Het leverde hem een plaats op in het Utrechts elftal, dat in het Jaarbeursstedentoernooi, de voorloper van de Europa League, uitkwam. Hij gaf meteen zijn internationale visitekaartje af met scores tegen Tasmania Berlin (2x) en het Schotse Hibernian. Toen Geurtsen een jaar later en een stap hogerop – in de eerste divisie – ook om de haverklap de roos trof, promoveerde hij in 1963 naar de eredivisie.
doelpuntenmachine van dws
Niet met Velox, maar met het Amsterdamse DWS dat Geurtsen à raison van 80.000 gulden weghaalde uit de Domstad. In het Olympisch Stadion kreeg het voetbalsprookje Van Frans Geurtsen een nieuw hoogtepunt. Met de aloude club van de Spaarndammerbuurt werd hij in 1964 landskampioen. Frans Geurtsen zorgde voor het gros van de benodigde goals en wist zich in de rug gedekt door defensieve mannetjesputters als Daan Schrijvers en Rinus Israel. Aan die titel kleefde voor de Utrechtse goalgetter ook nog een onuitwisbaar persoonlijk succes. Met 28 voltreffers werd hij gekroond tot topscorer van de eredivisie. Een titel die hij in het seizoen dat erop volgde prolongeerde, zij het met een handvol minder doelpunten. 23 om precies te zijn. Daar kwamen nog enkele Europese doelpunten bij, want zowel tegen Fenerbahce als het Noorse Sky-og Lyn scoorde hij in het kader van het toernooi om de Europa Cup I.
één van neerlands eerste fullprofs
Geurtsen was inmiddels één van de eerste fullprofs op de Nederlandse velden geworden. Dat gebeurde op voorspraak van Henk Solleveld, toenmalig voorzitter van DWS. Een bijzonder ambitieuze zakenman, die van DWS de eerste échte profclub van Nederland maakte. Alleen dan, zo was zijn voorspelling, zou Nederland een rol van betekenis kunnen spelen in het internationale voetbal. Bovendien wilde hij Ajax met de invoering van het fullprofessionalisme een stevige slag toedienen in de strijd om de stadshegemonie.

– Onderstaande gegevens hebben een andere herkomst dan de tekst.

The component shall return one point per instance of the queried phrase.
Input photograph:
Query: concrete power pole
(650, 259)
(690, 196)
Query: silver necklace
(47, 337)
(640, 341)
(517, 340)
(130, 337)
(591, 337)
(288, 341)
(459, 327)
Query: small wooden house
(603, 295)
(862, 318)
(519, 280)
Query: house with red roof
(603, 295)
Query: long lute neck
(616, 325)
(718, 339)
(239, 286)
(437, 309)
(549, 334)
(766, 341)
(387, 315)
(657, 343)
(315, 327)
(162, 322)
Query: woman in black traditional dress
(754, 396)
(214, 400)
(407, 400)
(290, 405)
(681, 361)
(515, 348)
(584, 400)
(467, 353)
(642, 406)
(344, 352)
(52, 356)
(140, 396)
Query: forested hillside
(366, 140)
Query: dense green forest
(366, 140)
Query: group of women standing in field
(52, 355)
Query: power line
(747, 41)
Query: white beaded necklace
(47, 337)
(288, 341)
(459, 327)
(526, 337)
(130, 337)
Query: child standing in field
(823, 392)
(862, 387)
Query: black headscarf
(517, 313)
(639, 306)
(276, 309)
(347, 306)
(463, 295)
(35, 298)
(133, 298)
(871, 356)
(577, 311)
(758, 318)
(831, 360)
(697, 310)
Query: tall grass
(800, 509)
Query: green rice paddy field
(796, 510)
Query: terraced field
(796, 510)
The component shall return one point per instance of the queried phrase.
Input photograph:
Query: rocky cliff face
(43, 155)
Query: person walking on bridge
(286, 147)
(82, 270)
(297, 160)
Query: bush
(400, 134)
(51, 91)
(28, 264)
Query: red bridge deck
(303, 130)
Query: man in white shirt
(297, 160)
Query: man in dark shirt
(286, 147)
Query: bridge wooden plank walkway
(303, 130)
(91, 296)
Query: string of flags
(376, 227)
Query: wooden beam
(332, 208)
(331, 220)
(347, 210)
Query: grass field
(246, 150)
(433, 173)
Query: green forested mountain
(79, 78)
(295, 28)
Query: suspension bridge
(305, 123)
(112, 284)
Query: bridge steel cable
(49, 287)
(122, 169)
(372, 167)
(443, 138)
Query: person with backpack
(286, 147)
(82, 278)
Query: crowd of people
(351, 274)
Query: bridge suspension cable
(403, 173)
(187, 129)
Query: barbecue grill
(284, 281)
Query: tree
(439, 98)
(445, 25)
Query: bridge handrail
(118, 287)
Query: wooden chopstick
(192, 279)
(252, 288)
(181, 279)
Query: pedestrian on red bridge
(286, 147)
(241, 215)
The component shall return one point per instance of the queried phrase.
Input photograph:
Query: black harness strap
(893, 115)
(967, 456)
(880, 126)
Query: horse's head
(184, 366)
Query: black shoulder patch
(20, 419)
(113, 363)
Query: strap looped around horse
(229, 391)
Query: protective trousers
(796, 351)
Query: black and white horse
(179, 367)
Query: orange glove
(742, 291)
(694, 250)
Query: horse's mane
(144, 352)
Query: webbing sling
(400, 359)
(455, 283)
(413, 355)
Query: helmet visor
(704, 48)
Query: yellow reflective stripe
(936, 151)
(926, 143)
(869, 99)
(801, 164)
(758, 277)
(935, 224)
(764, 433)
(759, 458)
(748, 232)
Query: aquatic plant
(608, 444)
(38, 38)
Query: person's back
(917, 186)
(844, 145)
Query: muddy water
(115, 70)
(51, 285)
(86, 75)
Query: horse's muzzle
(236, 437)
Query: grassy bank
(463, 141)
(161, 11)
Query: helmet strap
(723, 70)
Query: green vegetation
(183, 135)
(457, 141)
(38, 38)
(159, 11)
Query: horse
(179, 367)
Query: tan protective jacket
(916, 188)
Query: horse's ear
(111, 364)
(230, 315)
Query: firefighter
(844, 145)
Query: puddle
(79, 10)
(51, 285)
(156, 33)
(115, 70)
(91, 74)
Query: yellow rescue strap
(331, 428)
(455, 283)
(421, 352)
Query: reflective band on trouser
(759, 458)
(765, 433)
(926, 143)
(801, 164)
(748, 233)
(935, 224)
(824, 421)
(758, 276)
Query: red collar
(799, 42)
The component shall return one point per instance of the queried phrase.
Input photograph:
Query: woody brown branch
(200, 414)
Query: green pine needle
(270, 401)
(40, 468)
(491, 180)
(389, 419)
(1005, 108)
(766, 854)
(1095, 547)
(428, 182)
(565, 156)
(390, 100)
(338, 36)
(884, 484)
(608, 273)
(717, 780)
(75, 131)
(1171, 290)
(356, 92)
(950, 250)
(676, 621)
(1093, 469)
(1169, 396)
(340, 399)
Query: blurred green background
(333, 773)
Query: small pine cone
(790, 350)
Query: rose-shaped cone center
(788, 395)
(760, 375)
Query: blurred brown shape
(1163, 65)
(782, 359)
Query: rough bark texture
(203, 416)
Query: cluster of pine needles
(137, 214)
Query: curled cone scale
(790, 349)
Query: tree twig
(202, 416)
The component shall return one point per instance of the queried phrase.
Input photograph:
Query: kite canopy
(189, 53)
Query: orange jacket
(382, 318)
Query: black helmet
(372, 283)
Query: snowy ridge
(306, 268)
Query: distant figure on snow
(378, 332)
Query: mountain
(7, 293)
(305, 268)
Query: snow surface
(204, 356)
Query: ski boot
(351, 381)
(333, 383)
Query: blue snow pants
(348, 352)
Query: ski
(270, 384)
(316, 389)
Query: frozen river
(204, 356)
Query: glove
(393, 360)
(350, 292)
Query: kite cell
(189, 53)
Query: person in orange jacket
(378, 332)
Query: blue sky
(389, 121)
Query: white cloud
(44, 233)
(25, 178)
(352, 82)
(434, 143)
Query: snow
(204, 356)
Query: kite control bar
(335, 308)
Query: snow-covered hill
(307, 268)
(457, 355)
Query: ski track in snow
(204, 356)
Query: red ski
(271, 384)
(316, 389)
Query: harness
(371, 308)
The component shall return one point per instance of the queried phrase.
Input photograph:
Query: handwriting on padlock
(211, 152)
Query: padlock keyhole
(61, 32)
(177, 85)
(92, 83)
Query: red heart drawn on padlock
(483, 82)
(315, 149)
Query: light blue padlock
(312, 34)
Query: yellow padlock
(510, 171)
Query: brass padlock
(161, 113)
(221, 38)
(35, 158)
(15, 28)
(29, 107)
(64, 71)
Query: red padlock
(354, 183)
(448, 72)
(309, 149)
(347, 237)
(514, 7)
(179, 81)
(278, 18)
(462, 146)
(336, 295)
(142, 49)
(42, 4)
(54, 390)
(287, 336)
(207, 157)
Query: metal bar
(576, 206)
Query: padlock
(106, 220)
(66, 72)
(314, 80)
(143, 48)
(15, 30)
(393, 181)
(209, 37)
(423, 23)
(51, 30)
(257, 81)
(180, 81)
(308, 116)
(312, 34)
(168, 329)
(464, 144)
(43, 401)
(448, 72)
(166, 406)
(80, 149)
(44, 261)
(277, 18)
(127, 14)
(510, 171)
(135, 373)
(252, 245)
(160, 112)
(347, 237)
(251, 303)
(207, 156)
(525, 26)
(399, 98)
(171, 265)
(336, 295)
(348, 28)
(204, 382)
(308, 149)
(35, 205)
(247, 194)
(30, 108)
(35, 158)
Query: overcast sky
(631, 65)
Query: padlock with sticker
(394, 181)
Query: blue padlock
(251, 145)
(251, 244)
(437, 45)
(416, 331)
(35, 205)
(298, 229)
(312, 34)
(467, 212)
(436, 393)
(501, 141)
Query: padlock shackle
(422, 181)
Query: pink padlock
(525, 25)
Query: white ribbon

Het eerste was goed gezien van Solleveld, het tweede (veel) minder. Want hij kreeg Ajax, dat destijds in de degradatiegevaar verkeerde, er niet onder. Sterker nog; de rollen waren spoedig omgedraaid en wel zodanig dat DWS uiteindelijk in het betaalde voetbal ten onder ging. Geurtsen was toen al van het hoogste podium van ons voetbal verdwenen. Hij bleek geen liefhebber van het professionele voetballeven. Zo had hij een hekel aan verre uitwedstrijden, zoals naar GVAV in Groningen en MVV in Maastricht. Het alleen maar leven voor de sport was niet zijn ding. Mede daardoor bleef hij ook steken op slechts één luttele interland, tegen Albanië in het kampioensjaar van DWS. Een wedstrijd onder bondscoach Dennis Neville die met 2-0 werd gewonnen en waarin Frans Geurtsen uiteraard op het scoreformulier kwam. Hij maakte in Tirana de 0-2.
verval en einde
Zijn nogal flamboyante levensstijl leidde er toe dat hij geleidelijk aan minder ging presteren. DWS merkte dat als eerste. Na 1965 verloor hij zienderogen zijn scorend vermogen. En met hem zakte ook DWS steeds verder weg, mede omdat spelers als Israel (naar Feyenoord) en Schrijvers (PSV) het elders beter konden konden krijgen. Een achillespeesblessure leidt in 1968 het definitieve verval van de profvoetballer Frans Geurtsen in. Het blijkt een chronisch ongemak te zijn en nog drie jaar sukkelen gaf Frans Geurtsen er de brui aan in het betaalde voetbal. Hij was toen nog maar 29 jaar.
Het voetbal zei hij niet vaarwel, want in de regio Alkmaar, waarheen Frans Geurtsen inmiddels was verhuisd, heeft hij nog diverse amateurclubs getraind. Had hij sportief de wind in de zeilen, qua gezondheid zat het hem niet mee. Hij kreeg als prille zeventiger een herseninfarct, sleet vervolgens uitzichtloze dagen in een verzorgingshuis in Egmond, waar hij op 73-jarige leeftijd naar het hiernamaals werd verwezen.